At first I thought this was just a pathology of the place I was working, but when I started perusing the business literature it started to look pretty pervasive, almost the dominant problem of business culture. Take a look at at almost any business mag and you’ll see all kinds of advice on how to help employees understand the value of shared responsibility.
It’s weird, to me, because in my old life, the goal was to give away as much work as possible so you could do what you really wanted: which was to hang out and drink espressos in cafés with cute waitresses or research obscure topics in musty libraries. Avoid committee work like the plague, get student help grading papers, go on sabbatical and hope it’s all taken care of when you get back.

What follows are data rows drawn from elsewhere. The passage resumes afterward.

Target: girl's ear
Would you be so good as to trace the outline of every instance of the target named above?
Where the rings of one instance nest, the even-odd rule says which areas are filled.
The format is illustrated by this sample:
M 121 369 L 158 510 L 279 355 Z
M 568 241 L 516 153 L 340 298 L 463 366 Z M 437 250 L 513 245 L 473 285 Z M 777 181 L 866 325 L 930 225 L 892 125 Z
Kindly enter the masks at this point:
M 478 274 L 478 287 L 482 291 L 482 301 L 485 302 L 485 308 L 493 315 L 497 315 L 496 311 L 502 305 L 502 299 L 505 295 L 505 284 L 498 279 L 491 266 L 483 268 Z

Of course, turf battles aren't limited to business. They seem pretty endemic to any organization. If you google “turf battles," you’ll see that “turf battles” are identified as the source of any number of failures to get something done in law enforcement, the scientific community, government.

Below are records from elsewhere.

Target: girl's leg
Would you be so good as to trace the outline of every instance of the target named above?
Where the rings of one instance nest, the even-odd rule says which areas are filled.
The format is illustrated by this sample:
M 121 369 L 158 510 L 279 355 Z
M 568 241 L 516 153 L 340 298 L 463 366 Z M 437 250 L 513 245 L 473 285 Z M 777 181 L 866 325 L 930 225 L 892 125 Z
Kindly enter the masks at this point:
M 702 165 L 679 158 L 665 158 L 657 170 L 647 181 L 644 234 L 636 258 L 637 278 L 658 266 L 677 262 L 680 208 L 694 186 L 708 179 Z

It’s of special concern to me now since I just signed up with a company which has built an entire business model around successful collaboration across strategic and creative services. Like anything worth doing, it's not easy: generating enough conference-call posturing to fill the script of a David Mamet play.
“Is that really a best practice?”
“Depends on what you consider a best practice.”
“Are you suggesting I’m not familiar with best practices?”
But the truth is, it’s an issue for anyone involved in brand or account planning or any kind of strategic function since, by definition, you are in a collaborative role. You are put in the position to give direction to people who generally aren't super-eager to take it, for instance—just for instance—creative directors.
I looked over a couple sets of rules on-line but they weren't very useful or convincing. (“Show how sharing information can lead to job security.” Not sure about that one.) I only have one rule, at least for managers: don’t take credit for anything. Really, anything. Chances are you only half-deserve it. And better still: you tend to get credit anyway. Double the credit. Credit for getting it done and credit for having the good judgment to hire the person who got it done. And your staff tends to appreciate it, which pays all kinds of dividends in loyalty and good work. It’s kind of an artificially simple principle—call it strategic humility—but it's remarkably rare.